Supporters of army chief General Abdel Fattah al-Sisi carry his portrait and wave the Egyptian flag in Cairo's Tahrir square. (KHALED DESOUKI/AFP/Getty Images)

The one policy change that President Obama announced in his Thursday morning address on the violence in Egypt was to cancel a forthcoming military exercise with the Egyptian armed forces. The move is clearly meant to drive home the Obama administration's condemnation of the military-led government's recent steps, most notably its July 3 coup and its Wednesday crackdown on Islamist sit-ins, which claimed 525 lives. It's also likely meant as a signal to the generals, who had ignored advance U.S. warnings against both the coup and the crackdown, that they better start listening to the United States.

Still, it's difficult to see how canceling these military exercises would change the Egyptian military's calculus. The generals care about the biannual exercises, but it's not a particularly high priority. They clearly believed (probably wrongly) that it was in their own best interests to crack down on the Islamist sit-ins. They surely understood that they would pay a high price for this violence. If the generals are willing to accept 500-plus civilians deaths and the strong possibility of sectarian violence, maybe even a return to the Islamist insurgencies of the 1990s, then it's hard to imagine they'll be fussed by missing out on some military exercises with the United States.

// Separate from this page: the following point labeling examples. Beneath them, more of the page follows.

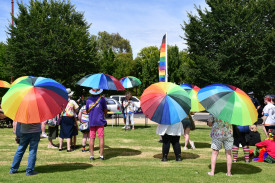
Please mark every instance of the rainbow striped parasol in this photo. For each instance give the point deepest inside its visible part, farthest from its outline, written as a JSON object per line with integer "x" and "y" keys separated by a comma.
{"x": 34, "y": 100}
{"x": 228, "y": 103}
{"x": 4, "y": 84}
{"x": 192, "y": 91}
{"x": 165, "y": 103}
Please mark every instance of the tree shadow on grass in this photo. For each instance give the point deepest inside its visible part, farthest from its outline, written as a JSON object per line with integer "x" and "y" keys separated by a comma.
{"x": 114, "y": 152}
{"x": 184, "y": 155}
{"x": 199, "y": 145}
{"x": 237, "y": 168}
{"x": 64, "y": 167}
{"x": 200, "y": 128}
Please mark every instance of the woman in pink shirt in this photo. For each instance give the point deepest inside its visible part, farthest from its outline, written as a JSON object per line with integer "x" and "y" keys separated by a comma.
{"x": 270, "y": 148}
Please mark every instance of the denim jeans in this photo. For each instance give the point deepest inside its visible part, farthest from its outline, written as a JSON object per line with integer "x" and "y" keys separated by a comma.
{"x": 26, "y": 139}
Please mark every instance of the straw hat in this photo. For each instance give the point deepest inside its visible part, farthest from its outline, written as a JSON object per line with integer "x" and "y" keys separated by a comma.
{"x": 95, "y": 91}
{"x": 70, "y": 92}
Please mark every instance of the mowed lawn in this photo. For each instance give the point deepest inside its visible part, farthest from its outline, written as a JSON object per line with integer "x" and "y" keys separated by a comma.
{"x": 132, "y": 156}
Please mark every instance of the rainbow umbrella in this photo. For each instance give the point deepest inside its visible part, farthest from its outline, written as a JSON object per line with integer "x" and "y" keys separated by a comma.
{"x": 192, "y": 91}
{"x": 19, "y": 79}
{"x": 228, "y": 103}
{"x": 4, "y": 84}
{"x": 130, "y": 82}
{"x": 34, "y": 99}
{"x": 165, "y": 103}
{"x": 101, "y": 81}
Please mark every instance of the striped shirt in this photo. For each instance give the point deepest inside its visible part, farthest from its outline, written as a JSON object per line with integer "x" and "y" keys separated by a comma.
{"x": 84, "y": 115}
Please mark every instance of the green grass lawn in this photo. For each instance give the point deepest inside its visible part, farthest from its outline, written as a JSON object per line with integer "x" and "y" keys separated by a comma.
{"x": 132, "y": 156}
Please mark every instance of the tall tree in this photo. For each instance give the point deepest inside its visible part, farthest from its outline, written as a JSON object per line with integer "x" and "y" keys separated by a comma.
{"x": 114, "y": 41}
{"x": 51, "y": 39}
{"x": 232, "y": 42}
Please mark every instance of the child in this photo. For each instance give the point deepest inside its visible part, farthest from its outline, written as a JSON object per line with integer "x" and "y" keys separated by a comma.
{"x": 254, "y": 136}
{"x": 222, "y": 134}
{"x": 129, "y": 109}
{"x": 239, "y": 134}
{"x": 53, "y": 131}
{"x": 270, "y": 147}
{"x": 84, "y": 120}
{"x": 186, "y": 123}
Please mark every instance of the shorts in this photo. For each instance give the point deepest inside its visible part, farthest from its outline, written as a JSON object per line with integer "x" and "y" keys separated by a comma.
{"x": 186, "y": 123}
{"x": 226, "y": 142}
{"x": 98, "y": 129}
{"x": 267, "y": 128}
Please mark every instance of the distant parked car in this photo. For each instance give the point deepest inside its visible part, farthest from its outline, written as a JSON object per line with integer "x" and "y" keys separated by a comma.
{"x": 113, "y": 105}
{"x": 119, "y": 98}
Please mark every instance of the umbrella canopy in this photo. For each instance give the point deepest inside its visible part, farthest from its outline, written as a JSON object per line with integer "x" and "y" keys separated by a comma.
{"x": 130, "y": 82}
{"x": 192, "y": 91}
{"x": 34, "y": 100}
{"x": 101, "y": 81}
{"x": 4, "y": 84}
{"x": 19, "y": 79}
{"x": 165, "y": 103}
{"x": 228, "y": 103}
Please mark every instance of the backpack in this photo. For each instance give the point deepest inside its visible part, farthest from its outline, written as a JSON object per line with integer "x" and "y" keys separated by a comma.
{"x": 52, "y": 122}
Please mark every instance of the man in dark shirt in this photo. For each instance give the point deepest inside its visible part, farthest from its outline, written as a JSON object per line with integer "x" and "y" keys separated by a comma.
{"x": 255, "y": 101}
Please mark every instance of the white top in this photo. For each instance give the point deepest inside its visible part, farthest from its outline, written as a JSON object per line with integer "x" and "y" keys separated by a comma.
{"x": 269, "y": 111}
{"x": 129, "y": 106}
{"x": 174, "y": 129}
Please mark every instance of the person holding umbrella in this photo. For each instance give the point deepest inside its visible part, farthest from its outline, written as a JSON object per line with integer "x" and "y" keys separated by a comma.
{"x": 96, "y": 107}
{"x": 29, "y": 102}
{"x": 222, "y": 134}
{"x": 30, "y": 135}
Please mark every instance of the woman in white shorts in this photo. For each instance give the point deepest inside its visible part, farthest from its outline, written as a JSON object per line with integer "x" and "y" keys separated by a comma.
{"x": 222, "y": 134}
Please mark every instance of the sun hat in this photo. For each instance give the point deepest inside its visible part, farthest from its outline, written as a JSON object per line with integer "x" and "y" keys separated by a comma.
{"x": 70, "y": 92}
{"x": 95, "y": 91}
{"x": 250, "y": 93}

The biannual exercises, called "Operation Bright Star," began in 1980 after the United States brokered the Camp David peace accords between Egypt and Israel. Those accords also included, much more importantly, a massive military aid package for Egypt that today exceeds $1 billion annually. Still, Bright Star is a way for the Egyptian military to show off its prestige at home – something about which it cares a great deal – and for Egyptian and American officers to develop personal relationships. But it's not a core interest for the Egyptian military.

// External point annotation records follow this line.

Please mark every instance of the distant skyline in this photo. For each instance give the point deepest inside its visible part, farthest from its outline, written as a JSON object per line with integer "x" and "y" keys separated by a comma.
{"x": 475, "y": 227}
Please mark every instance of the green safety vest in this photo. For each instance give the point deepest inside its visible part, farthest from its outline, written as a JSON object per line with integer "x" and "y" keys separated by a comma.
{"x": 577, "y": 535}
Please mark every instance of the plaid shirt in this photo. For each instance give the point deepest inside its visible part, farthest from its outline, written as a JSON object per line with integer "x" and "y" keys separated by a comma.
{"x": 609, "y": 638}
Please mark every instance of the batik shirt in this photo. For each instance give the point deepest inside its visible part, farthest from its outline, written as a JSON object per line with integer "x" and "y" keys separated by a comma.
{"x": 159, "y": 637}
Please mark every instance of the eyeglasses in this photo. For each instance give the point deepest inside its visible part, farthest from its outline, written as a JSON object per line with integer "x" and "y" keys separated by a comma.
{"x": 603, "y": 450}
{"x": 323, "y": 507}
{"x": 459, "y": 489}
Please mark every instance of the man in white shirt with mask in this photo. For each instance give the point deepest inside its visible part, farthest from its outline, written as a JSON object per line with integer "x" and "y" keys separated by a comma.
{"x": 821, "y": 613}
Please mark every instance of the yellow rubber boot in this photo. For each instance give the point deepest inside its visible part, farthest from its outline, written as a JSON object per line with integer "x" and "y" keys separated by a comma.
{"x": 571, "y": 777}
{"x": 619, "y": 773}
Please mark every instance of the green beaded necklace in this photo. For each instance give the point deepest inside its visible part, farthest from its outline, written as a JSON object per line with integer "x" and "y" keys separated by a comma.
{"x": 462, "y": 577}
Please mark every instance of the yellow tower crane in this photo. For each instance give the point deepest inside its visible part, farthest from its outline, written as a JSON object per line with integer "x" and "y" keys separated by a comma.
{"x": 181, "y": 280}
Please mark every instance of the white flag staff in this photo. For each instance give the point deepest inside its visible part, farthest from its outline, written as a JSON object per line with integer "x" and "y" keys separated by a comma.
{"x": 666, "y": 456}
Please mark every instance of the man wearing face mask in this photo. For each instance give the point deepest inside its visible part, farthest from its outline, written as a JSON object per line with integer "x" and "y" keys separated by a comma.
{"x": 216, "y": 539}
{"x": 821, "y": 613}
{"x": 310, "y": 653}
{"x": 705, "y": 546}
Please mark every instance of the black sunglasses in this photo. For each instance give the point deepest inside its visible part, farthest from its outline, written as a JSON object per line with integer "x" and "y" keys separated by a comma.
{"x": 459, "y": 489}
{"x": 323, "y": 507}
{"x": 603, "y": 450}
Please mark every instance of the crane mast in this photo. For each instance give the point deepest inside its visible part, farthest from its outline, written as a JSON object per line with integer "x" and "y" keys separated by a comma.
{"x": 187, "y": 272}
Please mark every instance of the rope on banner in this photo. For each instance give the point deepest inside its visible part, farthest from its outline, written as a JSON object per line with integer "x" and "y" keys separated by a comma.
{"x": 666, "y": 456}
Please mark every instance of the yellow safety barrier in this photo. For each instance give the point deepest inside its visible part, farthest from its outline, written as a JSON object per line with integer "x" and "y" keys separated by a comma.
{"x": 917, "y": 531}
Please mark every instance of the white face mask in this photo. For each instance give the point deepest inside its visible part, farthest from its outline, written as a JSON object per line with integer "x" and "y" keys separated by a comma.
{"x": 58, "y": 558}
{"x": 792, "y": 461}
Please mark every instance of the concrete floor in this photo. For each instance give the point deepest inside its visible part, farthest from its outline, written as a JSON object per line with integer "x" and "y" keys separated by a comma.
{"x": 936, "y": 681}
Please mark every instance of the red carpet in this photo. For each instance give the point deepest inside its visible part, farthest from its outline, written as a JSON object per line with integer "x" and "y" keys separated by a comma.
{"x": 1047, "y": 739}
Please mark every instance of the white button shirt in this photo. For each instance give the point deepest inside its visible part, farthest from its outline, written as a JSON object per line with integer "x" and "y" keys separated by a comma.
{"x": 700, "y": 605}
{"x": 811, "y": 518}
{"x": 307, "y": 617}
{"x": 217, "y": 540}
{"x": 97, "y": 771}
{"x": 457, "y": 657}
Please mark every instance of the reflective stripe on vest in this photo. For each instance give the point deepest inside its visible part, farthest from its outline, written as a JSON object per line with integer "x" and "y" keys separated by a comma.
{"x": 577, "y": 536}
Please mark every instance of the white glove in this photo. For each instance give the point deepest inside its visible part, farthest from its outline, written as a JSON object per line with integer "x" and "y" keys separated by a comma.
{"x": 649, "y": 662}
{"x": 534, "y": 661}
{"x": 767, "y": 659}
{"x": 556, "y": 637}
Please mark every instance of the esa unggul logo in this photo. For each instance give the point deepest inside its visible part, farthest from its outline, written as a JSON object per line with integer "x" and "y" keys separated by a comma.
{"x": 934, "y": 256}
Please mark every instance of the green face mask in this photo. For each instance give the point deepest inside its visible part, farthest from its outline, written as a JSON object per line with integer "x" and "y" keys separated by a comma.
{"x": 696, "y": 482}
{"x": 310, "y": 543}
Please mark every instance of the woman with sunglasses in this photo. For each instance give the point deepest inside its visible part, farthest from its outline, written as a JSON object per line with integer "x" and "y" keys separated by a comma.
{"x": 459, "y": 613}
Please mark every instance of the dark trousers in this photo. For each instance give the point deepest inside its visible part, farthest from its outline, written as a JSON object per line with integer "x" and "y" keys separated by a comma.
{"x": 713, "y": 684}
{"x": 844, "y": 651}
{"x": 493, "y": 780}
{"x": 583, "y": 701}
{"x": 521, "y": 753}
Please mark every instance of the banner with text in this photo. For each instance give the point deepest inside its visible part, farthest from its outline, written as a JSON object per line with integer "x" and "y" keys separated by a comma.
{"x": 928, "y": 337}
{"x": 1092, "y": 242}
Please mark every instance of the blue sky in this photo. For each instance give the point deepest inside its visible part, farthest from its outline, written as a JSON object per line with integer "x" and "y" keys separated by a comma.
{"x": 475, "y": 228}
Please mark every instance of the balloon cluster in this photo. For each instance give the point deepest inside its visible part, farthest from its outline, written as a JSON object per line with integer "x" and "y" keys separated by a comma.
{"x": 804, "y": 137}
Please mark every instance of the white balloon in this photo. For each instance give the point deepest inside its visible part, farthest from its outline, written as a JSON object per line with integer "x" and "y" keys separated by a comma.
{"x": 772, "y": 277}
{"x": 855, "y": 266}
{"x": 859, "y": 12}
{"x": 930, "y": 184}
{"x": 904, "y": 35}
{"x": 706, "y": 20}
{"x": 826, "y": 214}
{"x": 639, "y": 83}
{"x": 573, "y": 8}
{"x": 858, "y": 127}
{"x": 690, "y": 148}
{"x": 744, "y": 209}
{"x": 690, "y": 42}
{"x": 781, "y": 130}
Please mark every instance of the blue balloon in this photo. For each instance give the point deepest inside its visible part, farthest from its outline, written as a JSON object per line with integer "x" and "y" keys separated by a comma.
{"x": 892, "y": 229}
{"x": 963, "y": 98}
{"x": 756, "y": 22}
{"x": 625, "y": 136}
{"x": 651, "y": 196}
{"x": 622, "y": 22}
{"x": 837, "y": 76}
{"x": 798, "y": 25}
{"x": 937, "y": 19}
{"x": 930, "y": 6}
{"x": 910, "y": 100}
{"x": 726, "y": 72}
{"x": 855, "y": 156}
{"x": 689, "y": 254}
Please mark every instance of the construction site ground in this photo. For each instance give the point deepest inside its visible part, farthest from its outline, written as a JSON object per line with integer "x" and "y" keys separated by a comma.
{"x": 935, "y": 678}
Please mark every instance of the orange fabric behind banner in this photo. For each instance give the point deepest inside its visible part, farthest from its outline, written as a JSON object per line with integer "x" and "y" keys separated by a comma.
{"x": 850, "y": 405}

The only way that canceling Bright Star is likely to change the generals' calculus is if they see it as a precursor to canceling aid, or some other measure that would actually deter them. But the United States has so far declined to call the July 3 ouster of the president a "coup." Nor has it cut any of the U.S. aid to the Egyptian military, although Obama hinted that the White House would "reassess" this point.

If the United States didn't cut or cancel aid after the coup (or even call it a coup) and if it didn't cut or cancel aid after Wednesday's killings, how seriously are Egyptian military leaders going to take Obama's threat to "reassess" the aid going forward? Unless there's some exchange happening behind the scenes that we don't know about, it's difficult to imagine that the Egyptian military seriously fears it will lose U.S. aid.

The Obama administration surely understands all this. It's possible that they are earnestly willing to cut or cancel aid and hope this cancellation will communicate that, although there's little sign of this so far. It's possible that they're bluffing and hoping this will introduce at least enough uncertainty that the generals will think twice about using live ammunition against hundreds of civilians. But it's also possible that, as Cairo-based journalist Evan Hill suggested, this is more about domestic U.S. politics, that the Obama administration doesn't want to be seen holding joint exercises with their Egyptian counterparts so soon after the coup and crackdown.

The Bright Star exercises were canceled the last time around as well, in late 2011, after the ouster of former president Hosni Mubarak.